En bares sucesivos, la misma imprevisión: una roñosa ensaladilla rusa, bravas recicladas, albóndigas cuadradas y unas jijas pringosas, seguramente del día anterior. Venga, para dentro.

Sobre las doce, en un soportal donde fuimos a desaguar, nos topamos con una ramera que bebía champán de una copa. Chapurreó con lengua de trapo, pero no le hicimos ni caso, y entonces la prostituta echó por su boca toda clase de abominaciones. Tuvimos allí las primeras bajas en nuestro grupo. Fuimos el resto a la Pícara y allí picoteamos con saña gambas con gabardina, mejillones en su valva, pinchos de cazón, calamares y pulpo.
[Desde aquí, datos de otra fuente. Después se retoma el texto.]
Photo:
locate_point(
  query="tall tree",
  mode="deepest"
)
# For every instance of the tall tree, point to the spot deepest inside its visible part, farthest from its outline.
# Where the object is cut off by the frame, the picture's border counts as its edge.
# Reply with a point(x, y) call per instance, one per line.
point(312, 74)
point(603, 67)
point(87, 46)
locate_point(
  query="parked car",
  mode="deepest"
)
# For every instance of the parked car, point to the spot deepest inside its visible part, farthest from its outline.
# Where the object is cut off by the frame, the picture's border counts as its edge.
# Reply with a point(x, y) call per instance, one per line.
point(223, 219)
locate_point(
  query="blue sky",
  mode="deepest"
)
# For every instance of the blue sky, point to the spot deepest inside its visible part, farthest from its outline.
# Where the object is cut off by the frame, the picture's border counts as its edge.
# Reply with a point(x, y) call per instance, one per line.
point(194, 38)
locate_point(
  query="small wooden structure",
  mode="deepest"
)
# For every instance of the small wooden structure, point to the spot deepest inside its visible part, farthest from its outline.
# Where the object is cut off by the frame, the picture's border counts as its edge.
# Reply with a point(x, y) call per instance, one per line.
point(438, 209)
Estábamos en plena vorágine: apenas trasegábamos vinos ni cortos, únicamente ya de lo sólido.

De momento resistíamos, émulos del protagonista de la ‘Leyenda del Indomable’. Pensándolo mejor, éste se puso un límite de cincuenta huevos duros. Nosotros no teníamos fondo. Éramos como los protagonistas de la ‘Grande Bouffe’, o el pantagruélico tragón de ‘El Sentido de la Vida’ de los Monty Python.
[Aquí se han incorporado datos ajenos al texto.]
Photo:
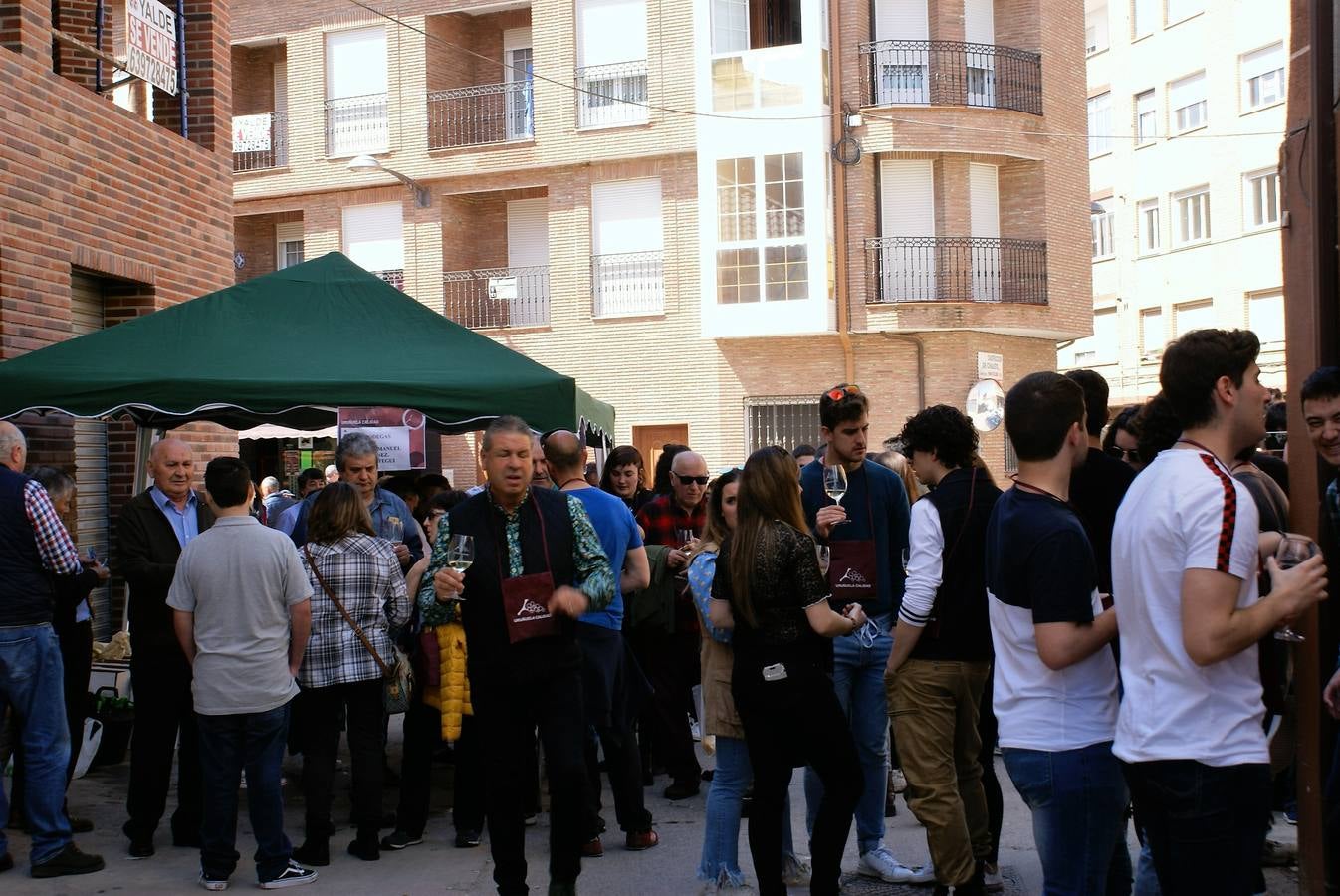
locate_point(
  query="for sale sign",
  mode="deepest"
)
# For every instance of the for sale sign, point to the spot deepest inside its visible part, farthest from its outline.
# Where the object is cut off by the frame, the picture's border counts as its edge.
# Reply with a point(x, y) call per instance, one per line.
point(151, 43)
En el Burgo se nos aparecieron cuatro jóvenes bellísimas: parecían ángeles con sexo. Vestían vaporosas y reían como si el todo mundo fuera su ‘pandi’. Nosotros estábamos tan idos que las dimos de lado ante una remesa de champiñones, sandwiches vegetales, pimientos de Padrón y sopas de ajo en cuencos de barro.
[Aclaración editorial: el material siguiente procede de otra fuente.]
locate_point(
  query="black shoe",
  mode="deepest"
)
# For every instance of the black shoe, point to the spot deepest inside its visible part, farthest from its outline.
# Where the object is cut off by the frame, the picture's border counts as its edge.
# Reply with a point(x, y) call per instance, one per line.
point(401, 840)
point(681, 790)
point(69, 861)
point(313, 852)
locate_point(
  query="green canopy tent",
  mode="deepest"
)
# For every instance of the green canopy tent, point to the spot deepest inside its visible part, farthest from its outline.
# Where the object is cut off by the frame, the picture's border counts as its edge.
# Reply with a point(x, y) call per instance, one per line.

Salimos después a Ordoño y, tras cruzar Santo Domingo, nos dirigimos por la Calle Ancha al Húmedo. Como a las dos llegamos a la Plaza de San Martín. Aquello era el día del Juicio Final. Masas ingentes afluían desde las callejuelas y nos rodeaban como plagas, sin dejarnos rebullir. A base de codos cogimos raciones de morcilla de la tierra, oreja pimentonada, callos de cuatro estómagos y casquería de todo tipo. Muchos de los nuestros habían quedado allí con sus familias y amigos, y no los vimos más. Ya pasadas las tres derivamos unos pocos hacia el Barrio Romántico. En Sierra Pambley tuvimos bronca con cuatro moteros, y uno muy pálido, jinete de una Harley, nos miró atravesado. Nos los quitamos de encima y fuimos al bureo: pinchos de tortilla deconstruída, croquetas de diseño y trampantojos que ya ni recuerdo… como si no hubiera un mañana.

No sé cómo llegué al barrio de Eras. Sólo seguía yo, o lo que quedaba de mí. Traspuesto y tumbado en el suelo, vi un cielo nuevo y una tierra nueva.
Me incorporé como pude y, ciñendo la blanca cintura de un abedul mientras descomía, maldije el cupón de bebidas con tapas gratis por un día que le había tocado por sorteo a nuestra peña dentro de los fastos de León Gastronómico.